Il ricordo di Federico

Falco passa sopra casa: va verso Cortina. Quante volte l’ho visto e quante con il brutto tempo; però questa volta dico: “non invidio per niente l’equipaggio che sta andando incontro al temporale”.

La porta si apre con un impeto che sembra la stiano sfondando: è mio fratello e subito gli chiedo “c’è un soccorso?” e già mi sto alzando immaginando la risposta “sì”, solo non so cosa aspettarmi “un gruppo di scout? un fungaiolo? escursionisti su un sentiero? una macchina fuori strada in qualche buco?”…in un attimo arriva la risposta, l’unica cosa che non mi sarei mai aspettato, che mai avrei immaginato. Con la voce strozzata mi dice:
“È andato giù l’elicottero”
“Coooooooosa?” “Dove? Come? Chi?”
“Dario e Marco di sicuro, altri non so” continua “Ma guarda se Zago doveva andare a morire così l’ultimo turno!!!”
Il tempo di prendere l’imbragatura e il casco e metterli nello zaino. Ed in casa è silenzio.

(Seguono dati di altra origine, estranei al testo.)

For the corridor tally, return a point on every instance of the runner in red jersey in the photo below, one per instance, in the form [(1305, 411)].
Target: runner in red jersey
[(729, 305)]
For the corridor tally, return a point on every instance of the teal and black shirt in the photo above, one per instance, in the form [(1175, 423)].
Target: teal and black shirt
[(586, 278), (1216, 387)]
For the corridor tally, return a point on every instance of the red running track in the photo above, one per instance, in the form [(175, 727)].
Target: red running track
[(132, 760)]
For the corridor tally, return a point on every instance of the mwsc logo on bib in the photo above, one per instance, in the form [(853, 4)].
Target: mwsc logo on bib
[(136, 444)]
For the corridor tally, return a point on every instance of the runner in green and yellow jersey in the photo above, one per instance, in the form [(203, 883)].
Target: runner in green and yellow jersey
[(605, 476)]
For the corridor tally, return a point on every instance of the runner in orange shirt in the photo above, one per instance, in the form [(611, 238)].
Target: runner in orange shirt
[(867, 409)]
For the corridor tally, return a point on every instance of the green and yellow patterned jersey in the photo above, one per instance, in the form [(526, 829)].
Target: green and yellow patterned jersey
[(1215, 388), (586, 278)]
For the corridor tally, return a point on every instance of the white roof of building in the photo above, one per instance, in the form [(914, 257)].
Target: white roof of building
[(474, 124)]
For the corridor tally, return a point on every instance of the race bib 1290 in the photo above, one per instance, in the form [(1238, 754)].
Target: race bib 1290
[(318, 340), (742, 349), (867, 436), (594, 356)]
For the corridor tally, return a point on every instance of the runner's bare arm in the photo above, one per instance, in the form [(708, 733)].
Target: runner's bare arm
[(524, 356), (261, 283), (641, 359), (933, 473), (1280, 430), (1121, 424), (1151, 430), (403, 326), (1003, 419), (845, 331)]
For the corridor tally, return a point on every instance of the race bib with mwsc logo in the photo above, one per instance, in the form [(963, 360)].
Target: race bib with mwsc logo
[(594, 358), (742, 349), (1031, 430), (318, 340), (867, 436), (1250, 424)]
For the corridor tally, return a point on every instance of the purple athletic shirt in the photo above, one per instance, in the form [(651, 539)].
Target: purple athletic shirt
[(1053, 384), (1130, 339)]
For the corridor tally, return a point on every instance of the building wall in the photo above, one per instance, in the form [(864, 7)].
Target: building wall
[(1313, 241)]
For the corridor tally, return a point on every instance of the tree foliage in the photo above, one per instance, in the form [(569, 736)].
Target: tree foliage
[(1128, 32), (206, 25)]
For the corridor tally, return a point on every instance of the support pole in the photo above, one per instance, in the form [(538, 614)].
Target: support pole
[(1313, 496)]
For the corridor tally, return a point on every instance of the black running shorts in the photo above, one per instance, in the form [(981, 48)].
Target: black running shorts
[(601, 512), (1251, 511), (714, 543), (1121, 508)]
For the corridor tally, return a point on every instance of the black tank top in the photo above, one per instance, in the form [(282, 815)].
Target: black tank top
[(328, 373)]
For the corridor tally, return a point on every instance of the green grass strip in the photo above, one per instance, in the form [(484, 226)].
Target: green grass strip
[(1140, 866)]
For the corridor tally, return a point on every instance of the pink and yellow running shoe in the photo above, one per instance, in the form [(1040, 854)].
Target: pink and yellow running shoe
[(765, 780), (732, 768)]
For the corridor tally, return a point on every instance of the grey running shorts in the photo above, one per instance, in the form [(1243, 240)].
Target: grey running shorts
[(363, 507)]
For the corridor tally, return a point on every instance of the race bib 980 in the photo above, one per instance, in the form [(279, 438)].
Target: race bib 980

I muscoli delle gambe tremano: altre morti amiche mi hanno fatto sentire questa sensazione, ma mai così profondamente devastante. Mi siedo al tavolo della sala e guardo fuori dalla finestra, da quella finestra da cui un’ora prima ho visto passare Falco. E tiro il fiato, a fondo. Mi rimbombano in testa quelle parole “è andato giù l’elicottero”, mi balena per la testa il titolo del film “black hawk down”; “Falco down” e una nuova ondata di gelo scende in me.

Cammino nel bosco, prendo la pioggia, la prendo volentieri sperando lavi via questo incubo, questa realtà che sta avvolgendo tutto così malignamente. Ricevo telefonate “tutto bene voi? tuo fratello?”; mio fratello è andata dentro a Cortina, mi sembra ovvio: mi ci è voluto un po’ per realizzare che anche lui è un tecnico di elisoccorso.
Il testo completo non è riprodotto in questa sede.